His question’s inspired this time by the Guardian’s recent online poll to find readers’ favorite SF novels which reportedly got 500 responses, only 18 recommending work by women.
Who’s to blame for the disparity? Not the industry, says Barnett. Looking around, he sees women executives running publishing houses. Not the writers: women authors produce some of the top-selling books, obviously many readers appreciate their stories —
Which means, if we’re looking for a culprit, that suspicion must fall on the genre’s very active fanbase: as this Guardian poll suggests, if there is sexism in the SF world, it may well be a matter of representation by the readership. It’s difficult to legislate for equality in an online poll such as the Guardian’s: the results are what they are. With no shortage of women working in the industry, the question must be asked why the people who offer their opinions – be it in a survey, or by way of compiling a book or magazine supplement – are putting forward a demonstrably male bias.
Of course, the Guardian list is by turns marvelous and hideous. That Ursula LeGuin’s The Left Hand of Darkness was named by seven people may not compensate for Norman Spinrad’s The Iron Dream having been named by anyone at all. Also, I would not have thought the universe contained as many as three people who feel Time Enough for Love is their favorite sf novel, much less that all of them would be released from the asylum long enough to respond to the Guardian’s poll. And Melville’s Moby Dick might be out of place here, though the proffered description camouflages the fact cleverly enough.
The Crotchety Old Fan also made these choice observations about the list in “Who Will Guard the Guardian?”

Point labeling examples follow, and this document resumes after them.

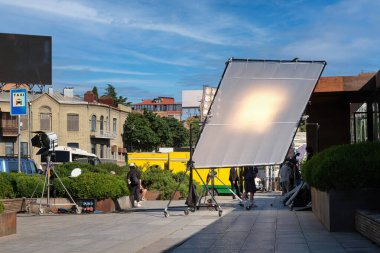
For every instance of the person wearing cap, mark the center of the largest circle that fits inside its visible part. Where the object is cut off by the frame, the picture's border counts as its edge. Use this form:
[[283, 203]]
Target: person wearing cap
[[134, 182]]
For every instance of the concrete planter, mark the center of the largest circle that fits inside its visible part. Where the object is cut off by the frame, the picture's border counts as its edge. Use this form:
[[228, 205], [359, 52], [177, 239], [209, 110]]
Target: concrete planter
[[7, 224], [336, 209]]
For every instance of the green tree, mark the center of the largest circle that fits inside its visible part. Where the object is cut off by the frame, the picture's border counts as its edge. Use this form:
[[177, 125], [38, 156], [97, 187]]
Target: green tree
[[194, 124], [110, 91], [161, 128], [138, 135]]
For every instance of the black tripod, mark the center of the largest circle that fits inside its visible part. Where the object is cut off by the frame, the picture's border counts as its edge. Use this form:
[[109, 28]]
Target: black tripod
[[48, 172]]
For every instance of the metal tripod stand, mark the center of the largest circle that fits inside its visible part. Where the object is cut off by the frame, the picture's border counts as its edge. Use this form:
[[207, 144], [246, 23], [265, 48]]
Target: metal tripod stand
[[49, 170]]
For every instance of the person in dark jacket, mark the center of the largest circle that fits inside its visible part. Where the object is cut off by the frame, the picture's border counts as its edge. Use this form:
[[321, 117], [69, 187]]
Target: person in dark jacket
[[250, 186], [134, 182]]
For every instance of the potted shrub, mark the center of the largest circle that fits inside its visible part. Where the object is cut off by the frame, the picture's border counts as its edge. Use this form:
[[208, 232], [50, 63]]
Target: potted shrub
[[344, 178]]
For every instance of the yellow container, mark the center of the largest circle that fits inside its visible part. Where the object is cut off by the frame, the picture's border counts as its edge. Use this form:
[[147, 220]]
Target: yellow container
[[176, 162]]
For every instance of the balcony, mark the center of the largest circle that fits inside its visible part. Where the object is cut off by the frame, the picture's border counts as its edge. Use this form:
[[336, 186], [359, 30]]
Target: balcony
[[9, 131], [104, 135]]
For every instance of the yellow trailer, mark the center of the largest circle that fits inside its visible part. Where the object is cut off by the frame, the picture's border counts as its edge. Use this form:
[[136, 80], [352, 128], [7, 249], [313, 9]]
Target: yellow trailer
[[176, 162]]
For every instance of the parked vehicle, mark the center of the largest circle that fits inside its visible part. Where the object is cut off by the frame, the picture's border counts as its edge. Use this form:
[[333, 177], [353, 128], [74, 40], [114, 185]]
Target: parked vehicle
[[10, 164], [62, 154]]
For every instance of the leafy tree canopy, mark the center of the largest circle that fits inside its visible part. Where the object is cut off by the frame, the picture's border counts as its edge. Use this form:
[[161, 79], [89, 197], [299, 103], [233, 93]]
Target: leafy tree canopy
[[110, 91]]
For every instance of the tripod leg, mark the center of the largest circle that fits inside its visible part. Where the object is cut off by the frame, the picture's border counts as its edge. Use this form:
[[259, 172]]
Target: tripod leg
[[229, 188], [43, 192], [166, 214]]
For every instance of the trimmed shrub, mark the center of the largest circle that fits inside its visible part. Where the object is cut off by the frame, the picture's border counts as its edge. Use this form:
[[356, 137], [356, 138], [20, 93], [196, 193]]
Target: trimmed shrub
[[166, 182], [156, 179], [6, 186], [344, 167], [26, 184], [92, 185]]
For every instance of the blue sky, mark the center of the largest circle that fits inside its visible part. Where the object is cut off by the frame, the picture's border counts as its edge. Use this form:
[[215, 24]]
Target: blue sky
[[151, 48]]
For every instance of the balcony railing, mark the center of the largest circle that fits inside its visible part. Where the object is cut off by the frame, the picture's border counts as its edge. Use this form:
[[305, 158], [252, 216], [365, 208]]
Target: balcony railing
[[9, 131], [104, 135]]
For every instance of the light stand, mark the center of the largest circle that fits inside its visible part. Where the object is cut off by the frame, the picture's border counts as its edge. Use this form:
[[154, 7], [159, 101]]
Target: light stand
[[47, 184], [192, 200], [45, 141]]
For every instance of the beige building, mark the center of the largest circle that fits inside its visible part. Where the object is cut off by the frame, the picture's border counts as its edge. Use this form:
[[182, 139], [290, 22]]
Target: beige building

If you take the time to scroll down through it, you will find (in addition to the distinct lack of female authors) – several votes for the Bible, numerous authors and works that are more fantasy or horror than SF, tons of people who apparently can not spell their self-proclaimed favorite author’s name, multiple entries for the same work from the same poster…
Nevertheless, as part of the “active fanbase” I have to say my feelings were wounded by Barnett’s accusation of “sexism,” which is practically impossible to refute when it’s presented as yet another of these gender head-counting exercises, giving a veneer of objectivity to his essentially subjective political opinion.
I’m reminded that a few months ago when I argued here that Doomsday Book had been a worthier Hugo winner than the novel it tied, A Fire Upon the Deep, I received absolutely zero pats on the back for preferring the work by a woman. Indeed, several readers were frankly critical — Jo Walton said “I was absolutely astonished by this post” – though solely because they disagreed with my opinion of the two books’ relative literary merits. Which was exactly the grounds on which I expected a challenge. It’s the right basis for a difference of opinion between fans about their favorite stories.
One more question I have as a member of the “active fanbase” is why the Guardian invests so much effort at cultivating an audience interested in sf, then runs an article slagging the people who make an effort to participate on its site? Only because we’ll rush to read that too, I suppose.